I was pleased to find that no one else in our word-loving family had ever heard it, but one bright spark suggested it must have something to do with umbra, shade.

The Macquarie dictionary says:
adumbrate
verb (t) (adumbrated, adumbrating) 1. to give a faint shadow or resemblance of; outline or shadow forth.
2. to foreshadow; prefigure.
3. to darken or conceal partially; overshadow. [Latin adumbrātus, past participle, shadowed]
–adumbration // (say aduhm'brayshuhn), noun
I was still not quite clear how to understand it in the sentence, but we decided to go with the second meaning.

And that was fine. A new word heard but not fully understood. I continued to read and enjoy this delightful book.

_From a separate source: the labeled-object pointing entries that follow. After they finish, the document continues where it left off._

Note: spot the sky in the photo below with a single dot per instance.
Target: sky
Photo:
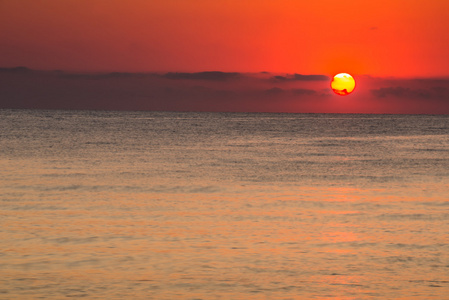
(395, 49)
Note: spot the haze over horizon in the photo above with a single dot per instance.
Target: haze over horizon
(211, 55)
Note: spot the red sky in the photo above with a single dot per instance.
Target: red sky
(406, 38)
(397, 50)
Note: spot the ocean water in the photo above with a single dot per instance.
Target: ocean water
(162, 205)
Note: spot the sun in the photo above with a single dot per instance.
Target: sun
(343, 84)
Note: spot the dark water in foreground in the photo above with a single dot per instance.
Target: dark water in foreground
(151, 205)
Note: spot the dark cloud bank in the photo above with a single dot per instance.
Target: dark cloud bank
(216, 91)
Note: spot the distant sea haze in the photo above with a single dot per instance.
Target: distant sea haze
(217, 91)
(198, 205)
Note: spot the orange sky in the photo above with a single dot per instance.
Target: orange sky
(404, 38)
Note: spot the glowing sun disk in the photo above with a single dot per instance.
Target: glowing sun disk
(343, 84)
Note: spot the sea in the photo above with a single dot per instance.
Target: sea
(196, 205)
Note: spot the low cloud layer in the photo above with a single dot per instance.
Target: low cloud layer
(217, 91)
(436, 92)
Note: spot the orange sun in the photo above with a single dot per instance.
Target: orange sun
(343, 84)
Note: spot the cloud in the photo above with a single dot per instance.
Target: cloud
(300, 77)
(16, 70)
(405, 92)
(274, 91)
(212, 75)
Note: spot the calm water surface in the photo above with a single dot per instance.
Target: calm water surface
(153, 205)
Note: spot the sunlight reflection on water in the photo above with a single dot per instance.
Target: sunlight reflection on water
(194, 206)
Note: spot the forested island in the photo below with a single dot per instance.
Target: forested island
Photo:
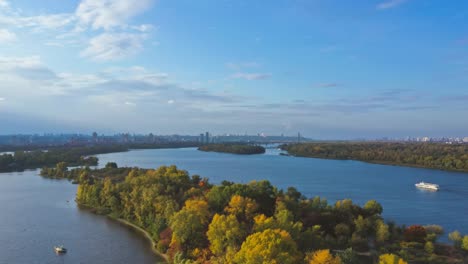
(241, 149)
(453, 157)
(72, 156)
(193, 221)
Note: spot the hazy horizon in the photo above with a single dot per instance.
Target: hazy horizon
(326, 69)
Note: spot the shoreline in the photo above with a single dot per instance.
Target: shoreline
(378, 163)
(145, 234)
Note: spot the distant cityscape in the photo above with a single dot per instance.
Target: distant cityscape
(202, 138)
(127, 138)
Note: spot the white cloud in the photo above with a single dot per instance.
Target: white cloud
(107, 14)
(390, 4)
(113, 46)
(144, 27)
(7, 36)
(49, 21)
(251, 76)
(4, 3)
(241, 65)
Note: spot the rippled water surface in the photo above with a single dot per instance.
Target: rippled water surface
(392, 186)
(37, 213)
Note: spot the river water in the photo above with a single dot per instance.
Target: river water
(38, 213)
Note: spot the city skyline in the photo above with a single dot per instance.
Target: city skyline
(329, 69)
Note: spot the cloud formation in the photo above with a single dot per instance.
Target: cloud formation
(326, 85)
(390, 4)
(108, 14)
(103, 26)
(112, 46)
(251, 76)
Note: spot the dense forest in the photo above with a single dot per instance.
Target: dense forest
(243, 149)
(193, 221)
(428, 155)
(72, 156)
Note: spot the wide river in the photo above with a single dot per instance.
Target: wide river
(37, 213)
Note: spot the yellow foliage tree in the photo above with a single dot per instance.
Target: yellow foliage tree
(224, 232)
(391, 259)
(242, 207)
(322, 257)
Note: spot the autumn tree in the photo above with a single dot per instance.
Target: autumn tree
(243, 208)
(415, 233)
(456, 238)
(270, 246)
(391, 259)
(322, 257)
(224, 232)
(464, 244)
(189, 225)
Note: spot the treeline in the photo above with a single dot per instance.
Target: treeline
(73, 156)
(243, 149)
(22, 160)
(428, 155)
(193, 221)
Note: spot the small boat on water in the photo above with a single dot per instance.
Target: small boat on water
(427, 186)
(60, 249)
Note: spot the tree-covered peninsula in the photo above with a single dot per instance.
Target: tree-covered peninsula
(193, 221)
(242, 149)
(427, 155)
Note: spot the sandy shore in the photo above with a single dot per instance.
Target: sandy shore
(146, 234)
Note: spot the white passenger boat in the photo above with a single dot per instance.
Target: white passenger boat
(427, 186)
(60, 249)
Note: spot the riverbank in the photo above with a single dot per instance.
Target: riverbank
(419, 155)
(239, 149)
(145, 234)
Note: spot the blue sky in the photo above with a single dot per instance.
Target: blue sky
(330, 69)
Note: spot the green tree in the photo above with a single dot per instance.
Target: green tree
(382, 233)
(322, 257)
(456, 238)
(429, 247)
(224, 232)
(464, 244)
(348, 256)
(372, 207)
(391, 259)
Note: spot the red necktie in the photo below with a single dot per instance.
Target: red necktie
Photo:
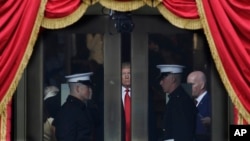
(127, 104)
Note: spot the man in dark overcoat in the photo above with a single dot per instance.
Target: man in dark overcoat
(78, 117)
(180, 113)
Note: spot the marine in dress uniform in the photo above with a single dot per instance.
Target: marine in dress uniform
(180, 113)
(78, 117)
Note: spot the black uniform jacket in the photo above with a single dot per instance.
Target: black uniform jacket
(75, 121)
(180, 116)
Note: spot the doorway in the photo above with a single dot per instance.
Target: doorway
(87, 46)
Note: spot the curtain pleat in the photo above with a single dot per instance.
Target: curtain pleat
(225, 25)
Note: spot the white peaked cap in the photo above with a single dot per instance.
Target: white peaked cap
(170, 68)
(79, 77)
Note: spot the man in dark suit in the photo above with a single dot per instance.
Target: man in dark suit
(203, 103)
(78, 118)
(180, 112)
(126, 117)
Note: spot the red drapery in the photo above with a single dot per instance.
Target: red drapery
(226, 27)
(19, 25)
(225, 23)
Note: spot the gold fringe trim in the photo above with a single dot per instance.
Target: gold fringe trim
(25, 59)
(57, 23)
(3, 124)
(122, 5)
(152, 3)
(219, 66)
(192, 24)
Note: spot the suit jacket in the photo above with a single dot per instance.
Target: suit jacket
(204, 110)
(180, 116)
(151, 121)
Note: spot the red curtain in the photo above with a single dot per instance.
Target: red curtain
(18, 32)
(226, 28)
(225, 23)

However, what do you know! Today the word from A Word A Day came into my email box and it was adumbrate. The theme this week is words that can seem confusing because they have seemingly contradictory meanings:
Sometimes people, even Supreme Court justices, turn to a dictionary to resolve disputes. They may believe language is something exact, well-defined, as if words were precision molded in a foundry under exact specifications.
But the truth is different. Words can be vague, they may have multiple shades of meanings, and even completely opposite senses. In my mother tongue, Hindi, for instance, the word "kal" can mean both "yesterday" and "tomorrow". Is that a problem? Not at all. Context brings clarity. I have never seen anyone become confused by the use of the word -- would this meeting take place tomorrow or do I need a time machine to go back to yesterday?

Sometimes, though, the contrary senses of a word can be confusing. When you table a proposal, your intention depends on what side of the pond you are on. In American English you put it on the back burner, while in British English you bring it forward.

This week we've picked five such words. Each of these words has meanings as different as black and white. Call them contranyms, heteronyms, janus words, two-faced, words with split personalities, or coin your own word!


So, here's what it said:
adumbrate

PRONUNCIATION:
(a-DUM-brayt, AD-uhm-brayt)
MEANING:
verb tr.:
1. To foreshadow.
2. To give a rough outline or to disclose partially.
3. To overshadow or obscure.

ETYMOLOGY:
From Latin umbra (shade, shadow), which also gave us the words umbrella, umbrage, and somber. Earliest documented use: 1599.

USAGE:
"Mr Cameron should adumbrate painful decisions; he should sketch out the principles that will inform them; but he should not be drawn into spelling out what exactly they will be."
Walter Bagehot; Coming Clean; The Economist (London, UK); Mar 26, 2009.

"To create her three-dimensional composition, Robin Osler variedly manipulated floor and ceiling planes so as to adumbrate virtual spaces."
Monica Geran; Shadow Play; Interior Design (New York); Apr 2000.


I don't believe I'll ever use this word in writing or speech. But who know?